An out of sorts Benoit Paire crashed out of the Los Angeles Open Thursday as the top seed's eccentric game culminated in a 7-5, 6-4 opening loss to American Michael Russell.
Paire, ranked 50th in the world, committed 38 unforced errors while losing his serve five times in the first set. The Frenchman also failed to sit down on several changeovers, often holding his right abdomen.
Other times he applied ice to the area and he fired eight double-faults - three in one game - to keep the contest off-balance throughout.
French fourth seed Nicolas Mahut was more stable, booking his second quarter-final of the season by beating Italy's Paolo Lorenzi 7-5, 7-6 (9/7).
"I knew it would be a difficult match," said 30-year-old Mahut. "I just beat him in the Wimbledon first round. Breaking in the first set to win was the key. After that I got more confident. I am happy to go through."
Mahut saved two set points in the second set before closing it out on a Lorenzi volley error.
Russell, ranked 83rd, said that he faced a mental and physical battle against the unpredictable Paire.
"It was extremely difficult, You never know what to expect from him. He keeps you out of your rhythm.
"I had to dig deep to get through it. He's flashy and sometimes looks like he's not trying. Mentally it's difficult, but I'm proud of myself for winning. I couldn't ask for a better start, I love playing on the hard courts."
Xavier Malisse advanced after some last-minute changes to his serve which the fifth seed used to overpower Aussie Matthew Ebden 6-4, 6-3.
Malisse, who is into his third quarter-final at the UCLA campus facility, had snapped a losing streak here going back to 2005 when he won his opening match on Tuesday.
The last-minute technique changes resulted in a superlative 90 per cent average on first serves, an instant dividend for the 32-year-old ranked 72nd in the world.
"We've been working on changing my serving," said Malisse, who will next play two-time champion Sam Querrey of the US, the second seed.
"We only really changed it this morning, but I worked on it a bit in doubles (Wednesday).
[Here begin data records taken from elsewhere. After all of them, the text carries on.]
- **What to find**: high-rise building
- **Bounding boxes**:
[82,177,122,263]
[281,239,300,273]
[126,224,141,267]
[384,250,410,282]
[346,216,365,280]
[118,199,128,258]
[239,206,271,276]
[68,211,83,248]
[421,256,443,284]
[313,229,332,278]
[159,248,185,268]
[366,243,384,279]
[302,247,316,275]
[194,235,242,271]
I'm turning my foot a bit more on the court to get more power.
"It seems to be working," said the winner, who advanced with eight aces in a 73-minute win which also featured 22 winners and three breaks of serve against Ebden, a quarter-finalist last week in Atlanta.
"I guess I have a new weapon. In tennis you can always learn new stuff, but you have to be open to change. That's the only way you can get better. Hopefully I can keep serving like this."
Veteran Malisse improved his record at the Los Angeles event to 9-8, with one more win on Friday putting him into only his second semi-final since his debut 11 years ago in 2001.
The Belgian, who won his last ATP title five years ago, also moved past break-even for the season with an 18-17 match mark.
Aussie Marinko Matosevic, the sixth seed, defeated Germany's Tobias Kamke in a momentum-shifting 6-3, 1-6, 6-0 win. Qualifier Richard Berankis of Lithuania reached the last eight with a defeat of Russian Igor Andreev 6-4, 7-5.